The Long-Awaited FDA Guidance

There are no approved biosimilars in the U.S. yet, as the industry has been waiting for the recently released FDA guidelines on the scientific and technical data the agency will require of applicants to gain market approval.  The new guidelines provide valuable insight into the more complex biosimilar process.  Let’s compare.

•    Demonstrating Generic Small Molecules Bioequivalency

To be approved, generic drug applicants must demonstrate “bioequivalency” in addition to providing information regarding the labeling, chemistry, manufacturing, and quality of its drug product.  Instead of conducting extensive clinical testing, ANDA applicants can rely on the clinical trials, including the safety and efficacy results obtained by the reference pharmaceutical product.

A generic drug is bioequivalent when the rate and extent of absorption of the drug (its “bioavailability”) are not significantly different from those of the reference drug.  The type of studies demonstrating bioequivalency depend upon the dosage form and route (e.g. oral versus injectable), but generally the standards of proving equivalence are well established (provided in FDA guidance and the U.S. Pharmacopoeia).  These include certain simple in vitro studies and in vivo biostudies.  Overall, demonstrating bioequivalency is relatively straightforward and not expensive.

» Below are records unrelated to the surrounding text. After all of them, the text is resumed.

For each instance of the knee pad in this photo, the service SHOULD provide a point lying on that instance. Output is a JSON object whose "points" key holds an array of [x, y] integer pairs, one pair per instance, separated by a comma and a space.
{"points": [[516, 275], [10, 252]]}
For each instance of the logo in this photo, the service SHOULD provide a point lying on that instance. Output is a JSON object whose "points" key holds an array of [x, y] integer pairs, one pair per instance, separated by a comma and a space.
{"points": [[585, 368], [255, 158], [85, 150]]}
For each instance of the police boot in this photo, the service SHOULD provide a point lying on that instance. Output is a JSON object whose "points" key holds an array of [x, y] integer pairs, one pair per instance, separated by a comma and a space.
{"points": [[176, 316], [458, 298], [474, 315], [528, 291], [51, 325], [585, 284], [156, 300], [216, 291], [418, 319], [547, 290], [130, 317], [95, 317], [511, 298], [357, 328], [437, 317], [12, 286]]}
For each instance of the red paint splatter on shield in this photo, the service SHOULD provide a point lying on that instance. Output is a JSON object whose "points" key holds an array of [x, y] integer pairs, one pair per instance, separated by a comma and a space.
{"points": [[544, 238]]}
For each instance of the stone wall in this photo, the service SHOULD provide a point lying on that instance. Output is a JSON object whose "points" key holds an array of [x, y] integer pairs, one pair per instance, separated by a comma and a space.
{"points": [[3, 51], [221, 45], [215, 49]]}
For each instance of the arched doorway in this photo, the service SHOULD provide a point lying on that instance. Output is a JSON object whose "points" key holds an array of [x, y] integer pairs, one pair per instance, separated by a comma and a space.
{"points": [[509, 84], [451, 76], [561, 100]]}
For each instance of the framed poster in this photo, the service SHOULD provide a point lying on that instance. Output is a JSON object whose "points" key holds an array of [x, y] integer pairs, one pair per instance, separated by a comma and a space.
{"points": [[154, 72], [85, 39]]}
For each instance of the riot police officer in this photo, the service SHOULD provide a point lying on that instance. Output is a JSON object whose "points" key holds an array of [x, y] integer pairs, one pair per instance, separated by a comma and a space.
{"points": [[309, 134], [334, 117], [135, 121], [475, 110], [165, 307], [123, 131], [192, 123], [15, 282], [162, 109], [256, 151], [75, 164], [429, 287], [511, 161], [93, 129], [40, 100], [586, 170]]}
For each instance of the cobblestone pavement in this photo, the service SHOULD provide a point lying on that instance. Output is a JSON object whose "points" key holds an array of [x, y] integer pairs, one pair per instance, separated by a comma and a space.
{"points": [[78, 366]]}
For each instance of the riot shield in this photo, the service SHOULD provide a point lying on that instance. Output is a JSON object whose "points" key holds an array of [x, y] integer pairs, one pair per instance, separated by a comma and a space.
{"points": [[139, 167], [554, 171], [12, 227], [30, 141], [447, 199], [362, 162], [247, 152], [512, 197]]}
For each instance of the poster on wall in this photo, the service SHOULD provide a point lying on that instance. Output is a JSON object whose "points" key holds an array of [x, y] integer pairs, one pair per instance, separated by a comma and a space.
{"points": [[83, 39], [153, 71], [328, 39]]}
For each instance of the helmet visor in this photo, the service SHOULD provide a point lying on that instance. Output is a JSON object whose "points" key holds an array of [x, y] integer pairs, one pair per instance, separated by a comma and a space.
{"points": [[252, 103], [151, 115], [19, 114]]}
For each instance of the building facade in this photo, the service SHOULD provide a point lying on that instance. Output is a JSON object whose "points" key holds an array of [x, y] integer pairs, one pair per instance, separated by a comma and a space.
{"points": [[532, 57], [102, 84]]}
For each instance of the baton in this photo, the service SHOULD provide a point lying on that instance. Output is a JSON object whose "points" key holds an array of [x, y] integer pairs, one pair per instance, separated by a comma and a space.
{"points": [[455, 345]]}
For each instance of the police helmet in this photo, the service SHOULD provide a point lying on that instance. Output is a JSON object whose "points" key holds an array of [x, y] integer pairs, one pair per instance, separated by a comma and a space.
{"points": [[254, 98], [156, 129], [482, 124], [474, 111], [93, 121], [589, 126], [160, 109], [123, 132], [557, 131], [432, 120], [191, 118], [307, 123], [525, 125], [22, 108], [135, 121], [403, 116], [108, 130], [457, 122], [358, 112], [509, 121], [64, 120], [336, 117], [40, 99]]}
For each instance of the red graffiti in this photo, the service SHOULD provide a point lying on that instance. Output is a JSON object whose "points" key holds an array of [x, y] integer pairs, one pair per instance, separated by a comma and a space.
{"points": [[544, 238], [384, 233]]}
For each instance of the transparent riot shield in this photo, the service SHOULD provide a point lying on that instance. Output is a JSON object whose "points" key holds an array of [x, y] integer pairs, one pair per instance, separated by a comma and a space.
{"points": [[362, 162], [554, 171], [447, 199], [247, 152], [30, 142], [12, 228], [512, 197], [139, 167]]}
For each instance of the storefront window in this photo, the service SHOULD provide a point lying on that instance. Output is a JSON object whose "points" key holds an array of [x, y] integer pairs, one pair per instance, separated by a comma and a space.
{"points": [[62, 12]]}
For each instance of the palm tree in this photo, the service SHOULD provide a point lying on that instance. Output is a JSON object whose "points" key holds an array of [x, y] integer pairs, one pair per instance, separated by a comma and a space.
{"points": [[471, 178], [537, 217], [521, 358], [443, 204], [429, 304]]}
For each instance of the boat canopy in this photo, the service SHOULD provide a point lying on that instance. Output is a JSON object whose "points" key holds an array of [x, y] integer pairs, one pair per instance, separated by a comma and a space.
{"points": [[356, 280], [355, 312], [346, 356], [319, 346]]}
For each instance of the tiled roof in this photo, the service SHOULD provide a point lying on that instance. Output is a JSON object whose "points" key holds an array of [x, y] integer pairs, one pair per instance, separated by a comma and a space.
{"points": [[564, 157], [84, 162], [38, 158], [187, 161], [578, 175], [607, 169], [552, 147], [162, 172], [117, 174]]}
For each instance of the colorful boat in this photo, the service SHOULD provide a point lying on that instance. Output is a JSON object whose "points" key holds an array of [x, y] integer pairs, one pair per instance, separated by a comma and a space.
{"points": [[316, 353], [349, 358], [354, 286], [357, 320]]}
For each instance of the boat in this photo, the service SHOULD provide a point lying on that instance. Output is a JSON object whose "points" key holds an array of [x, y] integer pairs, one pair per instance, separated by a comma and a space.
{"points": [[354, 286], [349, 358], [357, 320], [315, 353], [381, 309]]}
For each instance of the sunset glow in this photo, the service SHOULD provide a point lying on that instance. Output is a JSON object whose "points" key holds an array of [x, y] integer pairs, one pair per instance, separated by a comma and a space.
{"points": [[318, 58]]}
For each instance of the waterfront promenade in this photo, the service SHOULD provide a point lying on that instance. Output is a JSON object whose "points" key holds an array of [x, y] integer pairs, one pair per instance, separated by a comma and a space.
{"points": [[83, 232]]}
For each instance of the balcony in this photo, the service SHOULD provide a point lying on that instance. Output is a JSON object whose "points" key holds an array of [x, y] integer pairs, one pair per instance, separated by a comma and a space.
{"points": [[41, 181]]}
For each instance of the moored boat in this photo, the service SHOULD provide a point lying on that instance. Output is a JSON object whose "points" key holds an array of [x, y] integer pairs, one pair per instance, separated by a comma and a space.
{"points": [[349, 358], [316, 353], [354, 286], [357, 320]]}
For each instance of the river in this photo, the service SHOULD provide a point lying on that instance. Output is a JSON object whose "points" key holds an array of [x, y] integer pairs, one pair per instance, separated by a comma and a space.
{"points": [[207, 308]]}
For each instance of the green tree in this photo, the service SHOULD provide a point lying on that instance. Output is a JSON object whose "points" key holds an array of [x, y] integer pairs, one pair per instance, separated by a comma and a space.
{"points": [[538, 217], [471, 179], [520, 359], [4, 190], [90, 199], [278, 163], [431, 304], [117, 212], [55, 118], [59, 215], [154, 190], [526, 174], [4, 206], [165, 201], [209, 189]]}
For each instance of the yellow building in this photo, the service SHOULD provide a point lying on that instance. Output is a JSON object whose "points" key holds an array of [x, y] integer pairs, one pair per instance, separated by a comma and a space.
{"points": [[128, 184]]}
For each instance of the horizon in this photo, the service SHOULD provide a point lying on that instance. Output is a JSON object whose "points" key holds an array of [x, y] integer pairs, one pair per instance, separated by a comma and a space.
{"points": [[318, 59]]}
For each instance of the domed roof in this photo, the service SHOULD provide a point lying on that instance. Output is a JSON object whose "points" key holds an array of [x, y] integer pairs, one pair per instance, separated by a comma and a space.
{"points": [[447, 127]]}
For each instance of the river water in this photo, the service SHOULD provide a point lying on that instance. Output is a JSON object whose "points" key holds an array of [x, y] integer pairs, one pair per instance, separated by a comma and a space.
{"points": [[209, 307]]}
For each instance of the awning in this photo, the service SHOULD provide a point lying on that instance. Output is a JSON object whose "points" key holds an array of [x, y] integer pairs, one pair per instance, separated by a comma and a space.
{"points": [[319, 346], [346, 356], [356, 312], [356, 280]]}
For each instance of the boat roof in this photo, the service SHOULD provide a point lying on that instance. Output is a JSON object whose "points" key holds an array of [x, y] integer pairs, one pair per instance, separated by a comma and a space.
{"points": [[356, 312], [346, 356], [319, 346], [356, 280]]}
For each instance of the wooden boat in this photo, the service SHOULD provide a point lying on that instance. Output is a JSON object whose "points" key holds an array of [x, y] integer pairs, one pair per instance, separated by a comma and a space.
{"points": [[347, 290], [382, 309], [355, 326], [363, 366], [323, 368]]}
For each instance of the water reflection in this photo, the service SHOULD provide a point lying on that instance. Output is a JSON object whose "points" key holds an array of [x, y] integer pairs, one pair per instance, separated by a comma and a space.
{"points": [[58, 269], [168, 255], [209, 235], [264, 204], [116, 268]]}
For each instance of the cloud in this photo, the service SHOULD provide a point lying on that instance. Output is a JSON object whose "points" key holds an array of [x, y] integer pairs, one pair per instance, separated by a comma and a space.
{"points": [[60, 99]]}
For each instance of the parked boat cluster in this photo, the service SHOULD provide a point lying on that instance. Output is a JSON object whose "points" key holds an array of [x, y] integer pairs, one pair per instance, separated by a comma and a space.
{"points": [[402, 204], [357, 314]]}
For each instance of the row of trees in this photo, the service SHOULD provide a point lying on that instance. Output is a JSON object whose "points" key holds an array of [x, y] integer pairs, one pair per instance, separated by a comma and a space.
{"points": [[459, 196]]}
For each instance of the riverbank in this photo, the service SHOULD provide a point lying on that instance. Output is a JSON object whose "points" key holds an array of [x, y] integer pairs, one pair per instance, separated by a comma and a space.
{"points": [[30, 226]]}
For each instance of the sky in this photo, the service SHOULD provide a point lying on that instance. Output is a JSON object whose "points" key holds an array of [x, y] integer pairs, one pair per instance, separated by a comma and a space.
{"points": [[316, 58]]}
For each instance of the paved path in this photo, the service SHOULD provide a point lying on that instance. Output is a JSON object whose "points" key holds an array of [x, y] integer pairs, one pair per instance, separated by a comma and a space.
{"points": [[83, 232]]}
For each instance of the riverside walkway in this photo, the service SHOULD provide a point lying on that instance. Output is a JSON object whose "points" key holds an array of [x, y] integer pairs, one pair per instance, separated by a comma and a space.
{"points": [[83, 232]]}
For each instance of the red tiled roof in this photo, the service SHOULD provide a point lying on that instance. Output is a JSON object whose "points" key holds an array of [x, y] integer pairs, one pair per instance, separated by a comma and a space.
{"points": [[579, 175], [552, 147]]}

•    Demonstrating Biosimilarity: A More Complex Endeavor

Biosimilar product applicants have a more involved (and more expensive) approval process.  The FDA has proposed a “stepwise” approach to demonstrating biosimilarity, starting with extensive structural and functional characterization of the proposed and referenced product.  This characterization is the “foundation” of a biosimilar development program and informs the type and extent of additional studies that the FDA will require.

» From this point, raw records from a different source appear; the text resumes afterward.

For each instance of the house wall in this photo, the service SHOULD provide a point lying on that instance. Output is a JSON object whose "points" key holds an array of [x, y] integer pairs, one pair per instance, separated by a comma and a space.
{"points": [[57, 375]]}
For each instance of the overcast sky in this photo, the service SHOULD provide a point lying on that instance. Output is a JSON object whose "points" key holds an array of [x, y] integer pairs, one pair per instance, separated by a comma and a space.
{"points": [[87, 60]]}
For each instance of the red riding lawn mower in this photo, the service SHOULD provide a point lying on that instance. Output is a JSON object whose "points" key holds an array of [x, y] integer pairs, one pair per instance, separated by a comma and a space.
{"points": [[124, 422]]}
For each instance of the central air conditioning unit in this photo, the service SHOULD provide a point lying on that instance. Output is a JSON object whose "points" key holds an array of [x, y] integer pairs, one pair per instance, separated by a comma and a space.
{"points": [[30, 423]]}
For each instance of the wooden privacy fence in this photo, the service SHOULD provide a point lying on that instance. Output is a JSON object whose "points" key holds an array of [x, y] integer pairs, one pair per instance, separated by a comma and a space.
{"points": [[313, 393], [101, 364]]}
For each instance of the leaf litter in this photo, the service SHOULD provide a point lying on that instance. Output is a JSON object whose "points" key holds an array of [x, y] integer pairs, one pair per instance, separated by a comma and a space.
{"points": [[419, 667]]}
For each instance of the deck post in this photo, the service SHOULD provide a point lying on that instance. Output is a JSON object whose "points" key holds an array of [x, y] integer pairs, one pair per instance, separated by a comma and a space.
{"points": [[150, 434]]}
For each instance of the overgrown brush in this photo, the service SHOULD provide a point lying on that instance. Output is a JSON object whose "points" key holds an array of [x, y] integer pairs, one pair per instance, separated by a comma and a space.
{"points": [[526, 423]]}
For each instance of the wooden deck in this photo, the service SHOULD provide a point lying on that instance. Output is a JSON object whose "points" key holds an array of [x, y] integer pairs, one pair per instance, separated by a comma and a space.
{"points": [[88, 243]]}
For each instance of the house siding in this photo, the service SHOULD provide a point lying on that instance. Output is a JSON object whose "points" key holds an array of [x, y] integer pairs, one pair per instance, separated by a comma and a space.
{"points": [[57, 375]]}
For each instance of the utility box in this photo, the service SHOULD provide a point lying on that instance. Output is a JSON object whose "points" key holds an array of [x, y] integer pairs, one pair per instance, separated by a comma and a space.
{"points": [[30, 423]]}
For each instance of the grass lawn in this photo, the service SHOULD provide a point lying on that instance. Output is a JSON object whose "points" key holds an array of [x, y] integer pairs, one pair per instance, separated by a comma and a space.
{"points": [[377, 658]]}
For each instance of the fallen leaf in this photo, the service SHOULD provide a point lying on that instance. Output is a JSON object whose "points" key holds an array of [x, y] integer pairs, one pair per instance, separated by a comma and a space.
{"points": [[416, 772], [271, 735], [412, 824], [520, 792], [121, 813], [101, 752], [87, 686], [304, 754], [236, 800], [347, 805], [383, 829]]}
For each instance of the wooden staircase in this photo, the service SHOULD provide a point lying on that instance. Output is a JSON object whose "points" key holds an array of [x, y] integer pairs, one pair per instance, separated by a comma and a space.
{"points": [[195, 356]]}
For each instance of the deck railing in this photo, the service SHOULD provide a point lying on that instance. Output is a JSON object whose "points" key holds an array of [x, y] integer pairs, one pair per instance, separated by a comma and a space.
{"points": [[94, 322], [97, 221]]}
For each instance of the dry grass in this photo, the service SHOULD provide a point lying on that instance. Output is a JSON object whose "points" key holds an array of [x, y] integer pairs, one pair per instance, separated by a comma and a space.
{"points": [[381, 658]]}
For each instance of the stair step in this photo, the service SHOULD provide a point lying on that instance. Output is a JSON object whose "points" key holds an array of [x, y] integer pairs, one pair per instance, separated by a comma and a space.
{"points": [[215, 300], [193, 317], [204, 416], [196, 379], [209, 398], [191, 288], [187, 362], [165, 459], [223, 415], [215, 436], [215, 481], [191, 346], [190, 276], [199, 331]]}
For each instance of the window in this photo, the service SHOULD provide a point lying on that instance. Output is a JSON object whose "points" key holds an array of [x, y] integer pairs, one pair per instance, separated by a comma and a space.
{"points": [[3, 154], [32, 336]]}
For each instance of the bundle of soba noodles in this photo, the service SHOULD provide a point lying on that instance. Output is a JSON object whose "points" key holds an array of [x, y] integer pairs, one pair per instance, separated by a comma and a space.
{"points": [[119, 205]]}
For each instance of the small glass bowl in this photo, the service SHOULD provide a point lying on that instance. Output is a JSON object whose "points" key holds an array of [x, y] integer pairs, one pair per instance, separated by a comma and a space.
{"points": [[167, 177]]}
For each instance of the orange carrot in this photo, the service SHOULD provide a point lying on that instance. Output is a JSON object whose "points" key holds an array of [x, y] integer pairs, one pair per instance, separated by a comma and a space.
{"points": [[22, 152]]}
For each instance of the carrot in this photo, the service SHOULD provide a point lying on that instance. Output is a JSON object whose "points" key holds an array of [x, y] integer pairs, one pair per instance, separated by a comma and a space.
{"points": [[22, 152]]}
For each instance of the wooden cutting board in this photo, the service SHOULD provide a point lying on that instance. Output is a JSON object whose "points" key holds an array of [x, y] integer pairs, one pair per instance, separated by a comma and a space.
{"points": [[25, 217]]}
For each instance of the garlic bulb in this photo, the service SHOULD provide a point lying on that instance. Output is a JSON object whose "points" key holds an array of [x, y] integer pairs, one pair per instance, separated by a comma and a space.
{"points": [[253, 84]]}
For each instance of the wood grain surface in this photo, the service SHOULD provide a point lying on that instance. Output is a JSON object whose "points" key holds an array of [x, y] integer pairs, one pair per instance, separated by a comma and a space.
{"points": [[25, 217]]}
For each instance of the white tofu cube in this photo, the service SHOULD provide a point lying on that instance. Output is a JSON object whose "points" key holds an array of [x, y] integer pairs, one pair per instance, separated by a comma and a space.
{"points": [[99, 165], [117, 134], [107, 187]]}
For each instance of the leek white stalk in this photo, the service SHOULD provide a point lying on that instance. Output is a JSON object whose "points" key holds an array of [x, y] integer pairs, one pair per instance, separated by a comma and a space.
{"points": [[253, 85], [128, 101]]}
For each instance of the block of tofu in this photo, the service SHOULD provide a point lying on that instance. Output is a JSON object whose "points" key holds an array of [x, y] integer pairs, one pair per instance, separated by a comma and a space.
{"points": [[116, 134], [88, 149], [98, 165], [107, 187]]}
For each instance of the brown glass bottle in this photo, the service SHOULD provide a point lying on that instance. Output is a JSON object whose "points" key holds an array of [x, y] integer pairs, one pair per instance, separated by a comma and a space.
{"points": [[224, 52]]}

The structural characterization should use state of the art technology comparing primary structure, higher order structure, enzymatic post-translational modifications, and other potential variants and modifications.  Also, this characterization should be performed on several lots to determine if the manufacturing process will result in variability.  The functional characterization involves comparing the proposed and reference product to show that the biologic activity and potency are highly similar, there are no clinically meaningful differences, and the mechanism of action is the same.

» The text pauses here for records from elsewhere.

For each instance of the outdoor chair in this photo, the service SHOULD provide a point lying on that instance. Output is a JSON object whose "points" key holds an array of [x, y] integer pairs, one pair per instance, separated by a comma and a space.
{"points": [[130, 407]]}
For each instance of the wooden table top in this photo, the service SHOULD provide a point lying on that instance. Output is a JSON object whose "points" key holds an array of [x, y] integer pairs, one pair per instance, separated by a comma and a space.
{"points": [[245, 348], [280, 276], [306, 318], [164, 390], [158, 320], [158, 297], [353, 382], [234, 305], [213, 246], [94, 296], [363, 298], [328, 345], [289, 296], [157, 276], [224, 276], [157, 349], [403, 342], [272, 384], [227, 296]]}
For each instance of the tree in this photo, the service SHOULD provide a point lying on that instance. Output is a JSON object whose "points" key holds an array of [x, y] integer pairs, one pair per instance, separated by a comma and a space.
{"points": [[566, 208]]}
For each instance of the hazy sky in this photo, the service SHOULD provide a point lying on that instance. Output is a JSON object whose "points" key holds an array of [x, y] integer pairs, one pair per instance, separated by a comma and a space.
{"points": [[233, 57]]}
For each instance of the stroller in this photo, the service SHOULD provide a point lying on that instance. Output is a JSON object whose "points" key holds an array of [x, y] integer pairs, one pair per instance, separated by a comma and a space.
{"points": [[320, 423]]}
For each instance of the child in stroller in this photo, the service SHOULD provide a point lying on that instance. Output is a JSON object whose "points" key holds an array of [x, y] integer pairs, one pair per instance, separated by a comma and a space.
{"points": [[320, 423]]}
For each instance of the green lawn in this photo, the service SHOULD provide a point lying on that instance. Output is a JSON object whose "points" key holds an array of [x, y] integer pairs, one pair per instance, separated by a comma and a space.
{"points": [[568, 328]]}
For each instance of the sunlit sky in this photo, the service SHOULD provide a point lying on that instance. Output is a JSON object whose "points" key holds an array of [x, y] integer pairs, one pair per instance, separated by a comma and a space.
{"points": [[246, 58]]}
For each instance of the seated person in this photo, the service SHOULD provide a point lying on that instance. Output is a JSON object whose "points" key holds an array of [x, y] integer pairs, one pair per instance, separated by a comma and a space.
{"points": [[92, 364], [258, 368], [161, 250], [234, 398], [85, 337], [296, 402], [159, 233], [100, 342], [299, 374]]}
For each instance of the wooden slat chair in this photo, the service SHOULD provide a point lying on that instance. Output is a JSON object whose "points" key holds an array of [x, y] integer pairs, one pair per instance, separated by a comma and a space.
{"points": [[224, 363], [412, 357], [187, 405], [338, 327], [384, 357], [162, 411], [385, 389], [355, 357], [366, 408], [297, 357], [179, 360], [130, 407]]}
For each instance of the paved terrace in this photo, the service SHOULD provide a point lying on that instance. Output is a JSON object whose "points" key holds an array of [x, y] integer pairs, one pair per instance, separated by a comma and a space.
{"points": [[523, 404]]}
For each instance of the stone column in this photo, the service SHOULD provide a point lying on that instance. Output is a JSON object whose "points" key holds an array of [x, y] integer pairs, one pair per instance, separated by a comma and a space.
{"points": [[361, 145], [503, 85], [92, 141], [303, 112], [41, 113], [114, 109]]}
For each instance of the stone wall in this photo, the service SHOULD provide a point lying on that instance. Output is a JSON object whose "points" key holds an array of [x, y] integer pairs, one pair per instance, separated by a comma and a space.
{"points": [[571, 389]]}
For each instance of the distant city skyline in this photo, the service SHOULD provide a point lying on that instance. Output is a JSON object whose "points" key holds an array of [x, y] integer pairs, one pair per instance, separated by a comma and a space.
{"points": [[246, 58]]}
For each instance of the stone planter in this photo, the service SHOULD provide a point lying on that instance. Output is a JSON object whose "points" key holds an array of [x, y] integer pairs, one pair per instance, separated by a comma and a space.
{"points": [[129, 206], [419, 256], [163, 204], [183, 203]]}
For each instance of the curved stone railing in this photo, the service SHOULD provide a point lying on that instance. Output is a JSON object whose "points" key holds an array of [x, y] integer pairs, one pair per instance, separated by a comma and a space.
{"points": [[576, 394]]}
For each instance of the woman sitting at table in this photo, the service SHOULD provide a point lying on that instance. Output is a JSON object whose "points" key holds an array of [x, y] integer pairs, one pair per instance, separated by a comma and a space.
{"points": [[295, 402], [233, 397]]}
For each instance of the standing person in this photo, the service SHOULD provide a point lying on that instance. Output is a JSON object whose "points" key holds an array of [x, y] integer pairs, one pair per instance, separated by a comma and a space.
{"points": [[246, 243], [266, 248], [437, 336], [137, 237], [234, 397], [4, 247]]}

The FDA also proposes that applicants conduct animal studies, including animal toxicity studies, to demonstrate biosimilarity.  Animal toxicity studies are useful when the structural and functional characterization leave uncertainties about the safety of the proposed product that need to be addressed before initiating clinical studies in humans.  However, if the biosimilar product is shown to be highly similar, applicants need not conduct the vast animal safety studies required for the original approval of the biologic, e.g., nonclinical safety pharmacology, reproductive and developmental toxicity, and carcinogenicity studies.

The animal studies envisioned by the FDA will likely include pharmacokinetic (PK) and pharmacodynamics (PD) studies, which can be incorporated into a single animal toxicity study if appropriate.  Although animal immunogenicity studies are generally not predictive of potential responses in humans, if there is a concern of immunogenic reactions from impurities or excipients, animal studies may be required.

Applicants will generally be required to conduct clinical studies sufficient to demonstrate safety, purity, and potency for the intended use.  The scope will depend upon the uncertainty level about the biosimilarity after structure and functional characterization and animal studies.  The FDA has emphasized that human PK and PD studies, as well as immunogenicity comparisons, will generally be required, as these cannot be adequately predicted from functional assays and studies in animals.

Beyond these, additional clinical studies may be required to demonstrate safety and effectiveness, but the FDA envisions discussing the type and extent of further studies with the applicant depending upon what residual uncertainties remain about biosimilarity.